Now I should point out that after uninstalling all, I let the computer run for about 5 mins, longer then usual before a BSOD, and nothing. I went ahead and reset anyway, because the warnings just didn't stop in the Event Viewer. The warnings show up about 3 times, then stop after a reboot (note, this reboot once trick now has a worked like 5 days in a row, and usually now I see the warning about 3 times before it stops).

I started digging more and more into this Warning (this one here)
A corrected hardware error has occurred.

Component: PCI Express Root Port
Error Source: Advanced Error Reporting (PCI Express)

Bus:Device:Function: 0x0:0x1:0x0
Vendor ID:Device ID: 0x8086:0x2f02
Class Code: 0x30400

The details view of this entry contains further information.

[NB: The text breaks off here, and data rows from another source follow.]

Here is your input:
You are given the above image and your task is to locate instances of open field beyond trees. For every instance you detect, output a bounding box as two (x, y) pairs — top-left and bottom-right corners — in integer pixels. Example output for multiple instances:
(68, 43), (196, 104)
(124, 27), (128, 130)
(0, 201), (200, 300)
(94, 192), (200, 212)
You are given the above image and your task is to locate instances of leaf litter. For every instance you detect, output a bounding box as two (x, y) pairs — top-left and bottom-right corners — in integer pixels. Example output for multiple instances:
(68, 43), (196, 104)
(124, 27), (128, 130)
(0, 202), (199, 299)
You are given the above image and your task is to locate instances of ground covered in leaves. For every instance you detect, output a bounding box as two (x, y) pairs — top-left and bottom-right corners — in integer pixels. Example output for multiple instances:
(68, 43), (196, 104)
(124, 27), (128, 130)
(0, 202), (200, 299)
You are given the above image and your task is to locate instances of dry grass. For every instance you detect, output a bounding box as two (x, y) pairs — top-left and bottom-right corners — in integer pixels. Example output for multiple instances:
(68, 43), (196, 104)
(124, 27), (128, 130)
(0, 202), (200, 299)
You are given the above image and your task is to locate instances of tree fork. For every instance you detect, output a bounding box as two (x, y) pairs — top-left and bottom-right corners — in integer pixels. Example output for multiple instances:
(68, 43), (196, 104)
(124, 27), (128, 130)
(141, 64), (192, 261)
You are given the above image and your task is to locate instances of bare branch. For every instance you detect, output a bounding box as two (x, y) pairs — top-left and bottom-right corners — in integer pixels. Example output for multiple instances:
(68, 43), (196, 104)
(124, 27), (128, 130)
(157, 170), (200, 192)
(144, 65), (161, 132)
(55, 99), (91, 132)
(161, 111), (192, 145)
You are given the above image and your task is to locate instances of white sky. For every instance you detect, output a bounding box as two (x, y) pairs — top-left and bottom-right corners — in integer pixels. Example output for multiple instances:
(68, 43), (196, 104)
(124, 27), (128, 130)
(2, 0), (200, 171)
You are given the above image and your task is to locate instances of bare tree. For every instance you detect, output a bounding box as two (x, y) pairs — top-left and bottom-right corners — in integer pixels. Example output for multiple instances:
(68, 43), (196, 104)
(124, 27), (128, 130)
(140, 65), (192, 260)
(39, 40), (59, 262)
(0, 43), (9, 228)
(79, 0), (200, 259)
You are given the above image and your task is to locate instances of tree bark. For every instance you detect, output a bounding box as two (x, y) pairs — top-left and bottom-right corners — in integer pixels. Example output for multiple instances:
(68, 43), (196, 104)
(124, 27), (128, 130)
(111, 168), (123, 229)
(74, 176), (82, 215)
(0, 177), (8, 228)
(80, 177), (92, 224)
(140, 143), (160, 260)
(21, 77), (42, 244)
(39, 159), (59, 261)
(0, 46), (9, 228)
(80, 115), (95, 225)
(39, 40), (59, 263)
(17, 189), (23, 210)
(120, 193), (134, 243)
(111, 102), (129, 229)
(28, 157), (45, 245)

Finally I was able to figure out what the Vendor/Device are, it's the following "Xeon E7 v3/Xeon E5 v3/Core i7 PCI Express Root Port 1 "

Now if I read that right, that's the PCI slot my GPU is plugged into. The only thing is, I don't know what to do next. I mean, sure, the reboot trick works, but it's kind of annoying, and I also would rather not risk the work around stop working.